I remember walking to the end and watching fishermen cast their lines. I remember seeing people on the grass having picnics and looking out to the water to find a couple of swimmers floating about. I remember the pier as a welcoming, open green space.
I also remember when the no-access gate was erected at its entry.
The pier was deemed structurally unsound during my sophomore year. Most current UC Berkeley students have not had the opportunity to walk the length of the pier. And now, with the most recent city plans for developing the marina, it may take longer before they ever get to. The plans comprise introducing a ferry terminal that will support numerous boats, expanding commercial retail by permitting restaurants, another hotel or vendors along the waterfront and retrofitting the Berkeley Pier for eventual reopening. While renewing access to the pier — a stalwart of West Berkeley from 1926 until its closing in 2015 — would be an asset, the magnitude of commercialization being proposed has the potential to change the character of the marina. Large-scale developments will increase automotive congestion and traffic and open green spaces will likely be lost or overrun. This is not something we, as a community, should allow to happen.
Development plans for the marina continue to gain momentum, especially with initial focus groups and workshops addressing marina development already complete. On Feb. 16, the plans for the development were presented. Comments from members of the public on their connections to the Berkeley Marina echoed my own. Mayor Jesse Arreguín’s response to “think transformative” about the development possibilities, however, only reflects the views of a portion of Berkeley residents.
Why do we expect the Berkeley Marina to be financially self-sufficient? No other park in Berkeley bears the same burden. The city of Berkeley acts as the steward of the public parks and libraries but expects the marina to be financially independent. Instead, Berkeley should aim to support its own parks. For comparison, Jack London Square in Oakland — which is much larger than the Berkeley Marina and has undergone a significant commercial revitalization — still requires financial support from the city.
Currently, the DoubleTree by Hilton Hotel and boat-berthing fees are the largest generators of revenue at the marina, and Berkeley only earmarks about $1 million to $2 million of what it receives annually from the hotel to the marina fund. The remaining $3 million to $4 million goes to the general city fund. As public comments suggested, diverting all funds received from the DoubleTree to the marina fund would substantially offset costs of maintenance. Ultimately, more diverse financial sources should be explored as ways to sustain the marina.
The marina is used by many groups and has been for decades. The planned developments, however, would fundamentally change the park, making it less of a natural environment. Part of its appeal is that it offers open space for recreation outside. There are parks and pathways for walkers, joggers, bikers and dog owners. There is grass for picnics. And now, the pandemic has helped us remember just how important our open spaces are. Many longtime Berkeley residents have fond memories of time spent there. Its stripped-down character is part of its appeal.
We do not need another Fourth Street at the marina. Congestion is a huge concern for those wary of the development plans. In particular, the addition of a ferry terminal south of the pier could significantly increase vehicle traffic and necessitate more parking. At peak commute hours, multiple ferries could enter the marina within an hour. This will increase congestion and hazard for Bay Area swimmers and kayakers who use rocks near the shuttered Hs Lordships restaurant as an entry and exit point.

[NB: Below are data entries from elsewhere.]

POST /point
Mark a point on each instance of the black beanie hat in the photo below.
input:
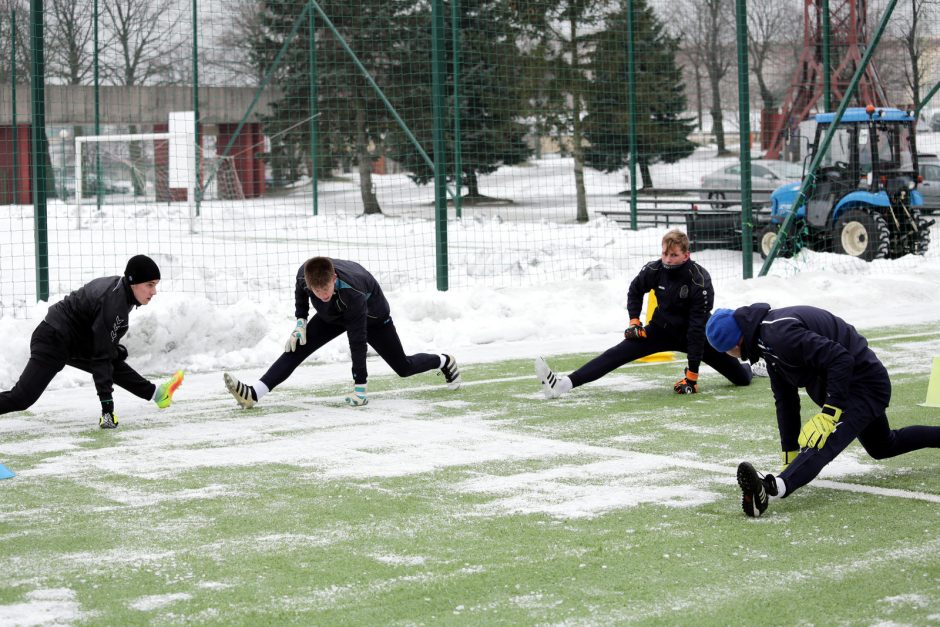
(140, 269)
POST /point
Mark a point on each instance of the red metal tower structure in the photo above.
(847, 42)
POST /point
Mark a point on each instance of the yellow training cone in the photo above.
(933, 387)
(650, 308)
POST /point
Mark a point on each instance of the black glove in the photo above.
(635, 331)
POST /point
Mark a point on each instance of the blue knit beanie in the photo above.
(722, 330)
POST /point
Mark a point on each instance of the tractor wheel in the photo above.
(923, 233)
(766, 240)
(862, 234)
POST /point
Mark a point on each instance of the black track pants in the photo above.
(658, 340)
(864, 418)
(48, 356)
(381, 336)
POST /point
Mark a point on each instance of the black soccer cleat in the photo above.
(451, 373)
(550, 384)
(755, 490)
(108, 421)
(244, 394)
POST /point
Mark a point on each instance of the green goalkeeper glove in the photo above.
(358, 397)
(299, 334)
(788, 457)
(818, 429)
(635, 331)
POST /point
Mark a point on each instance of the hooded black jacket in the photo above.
(808, 347)
(93, 319)
(684, 300)
(357, 301)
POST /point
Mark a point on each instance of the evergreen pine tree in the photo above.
(662, 130)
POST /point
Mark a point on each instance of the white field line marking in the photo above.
(903, 336)
(618, 452)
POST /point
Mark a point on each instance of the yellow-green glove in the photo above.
(818, 429)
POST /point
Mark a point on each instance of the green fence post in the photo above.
(39, 148)
(827, 69)
(631, 104)
(16, 145)
(440, 173)
(826, 140)
(197, 187)
(744, 108)
(458, 162)
(312, 102)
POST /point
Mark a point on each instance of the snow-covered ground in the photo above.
(524, 278)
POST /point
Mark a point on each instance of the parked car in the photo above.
(766, 176)
(929, 186)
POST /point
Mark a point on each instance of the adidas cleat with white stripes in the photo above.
(550, 383)
(755, 490)
(244, 394)
(451, 373)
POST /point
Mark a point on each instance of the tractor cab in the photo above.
(863, 201)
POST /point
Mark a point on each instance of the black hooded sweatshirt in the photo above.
(808, 347)
(92, 320)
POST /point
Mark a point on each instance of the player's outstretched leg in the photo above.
(244, 394)
(552, 385)
(755, 490)
(451, 372)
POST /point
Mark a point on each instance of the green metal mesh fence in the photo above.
(455, 144)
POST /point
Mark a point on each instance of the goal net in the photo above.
(140, 168)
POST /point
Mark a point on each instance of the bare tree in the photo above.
(705, 28)
(229, 56)
(146, 37)
(21, 8)
(71, 27)
(771, 24)
(568, 40)
(912, 27)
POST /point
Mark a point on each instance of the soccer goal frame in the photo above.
(182, 151)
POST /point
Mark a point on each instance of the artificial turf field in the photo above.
(616, 504)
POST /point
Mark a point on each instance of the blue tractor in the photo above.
(864, 200)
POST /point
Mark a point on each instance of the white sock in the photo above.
(260, 389)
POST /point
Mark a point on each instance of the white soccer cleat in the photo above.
(242, 393)
(550, 383)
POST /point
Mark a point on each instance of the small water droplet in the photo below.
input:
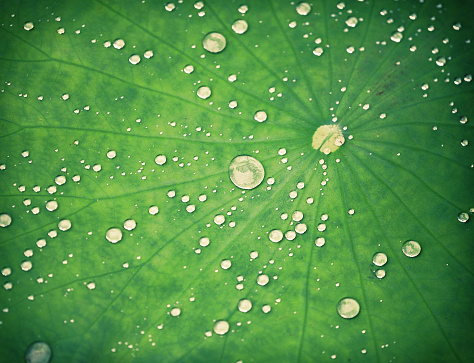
(28, 26)
(204, 92)
(411, 248)
(379, 259)
(221, 327)
(5, 220)
(303, 8)
(240, 26)
(114, 235)
(38, 352)
(463, 217)
(246, 172)
(348, 308)
(214, 42)
(245, 305)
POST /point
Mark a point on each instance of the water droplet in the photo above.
(379, 259)
(320, 241)
(114, 235)
(64, 225)
(303, 8)
(28, 26)
(5, 220)
(262, 280)
(301, 228)
(214, 42)
(276, 235)
(463, 217)
(175, 312)
(221, 327)
(204, 92)
(411, 248)
(240, 26)
(348, 308)
(396, 37)
(226, 264)
(129, 224)
(352, 21)
(219, 219)
(318, 51)
(328, 138)
(260, 116)
(246, 172)
(26, 265)
(380, 273)
(38, 352)
(134, 59)
(245, 305)
(153, 210)
(119, 43)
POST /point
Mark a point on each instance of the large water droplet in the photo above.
(379, 259)
(38, 352)
(214, 42)
(348, 308)
(246, 172)
(114, 235)
(5, 220)
(221, 327)
(240, 26)
(245, 305)
(411, 248)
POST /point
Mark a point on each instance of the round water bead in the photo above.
(5, 220)
(348, 308)
(303, 8)
(204, 92)
(275, 235)
(240, 26)
(379, 259)
(38, 352)
(214, 42)
(221, 327)
(245, 305)
(113, 235)
(411, 248)
(246, 172)
(463, 217)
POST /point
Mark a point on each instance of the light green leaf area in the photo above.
(390, 84)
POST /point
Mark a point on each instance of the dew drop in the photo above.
(28, 26)
(204, 92)
(64, 225)
(153, 210)
(303, 8)
(275, 236)
(245, 305)
(246, 172)
(113, 235)
(348, 308)
(221, 327)
(379, 259)
(240, 26)
(38, 352)
(214, 42)
(262, 280)
(411, 248)
(134, 59)
(463, 217)
(5, 220)
(260, 116)
(129, 224)
(351, 22)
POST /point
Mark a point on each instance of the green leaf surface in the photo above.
(397, 86)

It seems that there was minimal consideration of how these changes will impact the natural environment of the marina and how Berkeley residents already interact with the space. Arreguín believes many Berkeley residents are in favor of the development. It must be acknowledged, however, that the proposed picture of progress has significant drawbacks.

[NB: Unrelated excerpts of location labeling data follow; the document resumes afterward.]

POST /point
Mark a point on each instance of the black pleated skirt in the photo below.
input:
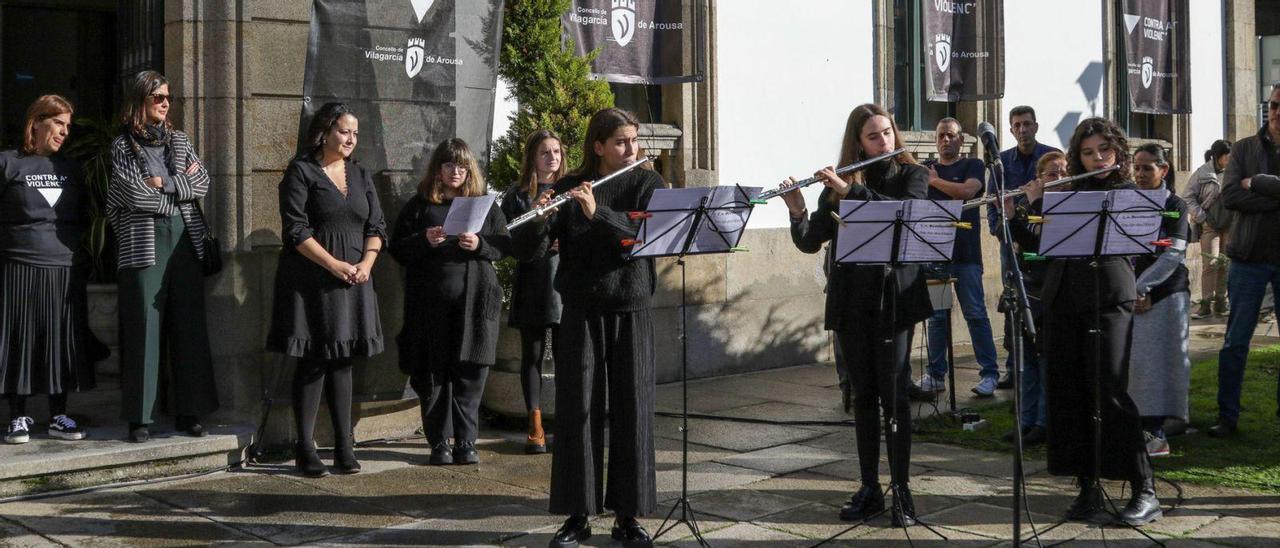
(44, 337)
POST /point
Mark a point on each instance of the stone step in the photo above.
(51, 465)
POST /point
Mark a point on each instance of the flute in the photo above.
(995, 197)
(849, 168)
(563, 197)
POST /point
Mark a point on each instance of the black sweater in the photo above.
(856, 293)
(597, 272)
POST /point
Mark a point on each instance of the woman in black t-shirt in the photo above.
(42, 333)
(535, 305)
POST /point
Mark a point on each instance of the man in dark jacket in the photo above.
(1252, 190)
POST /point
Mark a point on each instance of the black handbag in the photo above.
(213, 255)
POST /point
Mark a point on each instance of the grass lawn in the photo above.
(1248, 460)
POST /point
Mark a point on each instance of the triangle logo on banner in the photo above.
(421, 7)
(50, 195)
(1132, 21)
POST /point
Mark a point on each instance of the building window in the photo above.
(910, 109)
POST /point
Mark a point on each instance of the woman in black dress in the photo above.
(606, 338)
(859, 300)
(325, 311)
(42, 333)
(452, 302)
(535, 305)
(1077, 296)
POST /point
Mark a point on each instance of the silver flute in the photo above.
(995, 197)
(563, 197)
(776, 192)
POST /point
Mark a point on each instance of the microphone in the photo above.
(987, 135)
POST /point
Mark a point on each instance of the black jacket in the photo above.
(855, 292)
(1255, 234)
(483, 292)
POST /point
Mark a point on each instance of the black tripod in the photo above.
(888, 286)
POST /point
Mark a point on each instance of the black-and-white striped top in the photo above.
(132, 205)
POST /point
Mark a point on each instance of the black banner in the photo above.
(640, 41)
(415, 72)
(965, 41)
(1157, 59)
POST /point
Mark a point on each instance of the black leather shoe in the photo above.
(575, 530)
(190, 425)
(307, 462)
(344, 456)
(1087, 503)
(865, 502)
(465, 453)
(442, 453)
(629, 531)
(1143, 507)
(138, 433)
(1223, 429)
(904, 508)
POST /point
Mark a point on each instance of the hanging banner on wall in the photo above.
(965, 44)
(1157, 56)
(640, 41)
(415, 72)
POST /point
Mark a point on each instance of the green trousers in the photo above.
(163, 316)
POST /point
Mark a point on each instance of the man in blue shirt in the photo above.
(960, 178)
(1019, 165)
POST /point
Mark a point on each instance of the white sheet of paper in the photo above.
(932, 233)
(867, 234)
(467, 214)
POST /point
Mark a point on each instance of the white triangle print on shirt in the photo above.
(50, 195)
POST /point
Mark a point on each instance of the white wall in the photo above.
(789, 76)
(1208, 113)
(1052, 63)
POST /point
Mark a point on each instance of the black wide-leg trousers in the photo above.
(604, 377)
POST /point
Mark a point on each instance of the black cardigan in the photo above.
(483, 293)
(855, 292)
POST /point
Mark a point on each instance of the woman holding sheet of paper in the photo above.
(1088, 324)
(859, 300)
(325, 311)
(452, 300)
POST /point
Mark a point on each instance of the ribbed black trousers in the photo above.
(604, 377)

The parks and habitats of the marina are sensitive to an increase in pavement, foot traffic and waste. The current fleet of San Francisco Bay ferries is diesel-powered. They cause less pollution than some modes of transportation, but not enough that the city of Berkeley should be embracing them, especially since the city adopted a climate action plan with a hard stance against greenhouse gas emissions.
The impact of noise pollution on Berkeley Marina wildlife should also be considered. The ferry sounds could disrupt aquatic animals’ abilities to source food, communicate with one another and live comfortably. So far, no plans for clean energy have been outlined for the marina development.
While the appeal of new amenities remains, the Berkeley Marina has a long history and a unique character that needs to be considered. Is commercial retail worth congested parking lots? Are more hotels and restaurants worth smaller green spaces? Is a commuter ferry system worth drowning out the bay wildlife? Not all marina development and revitalization options are bad, but in its current state, the Berkeley Marina project is a gilded proposal at best.
Ellis Kennedy is a materials science and engineering graduate student at UC Berkeley.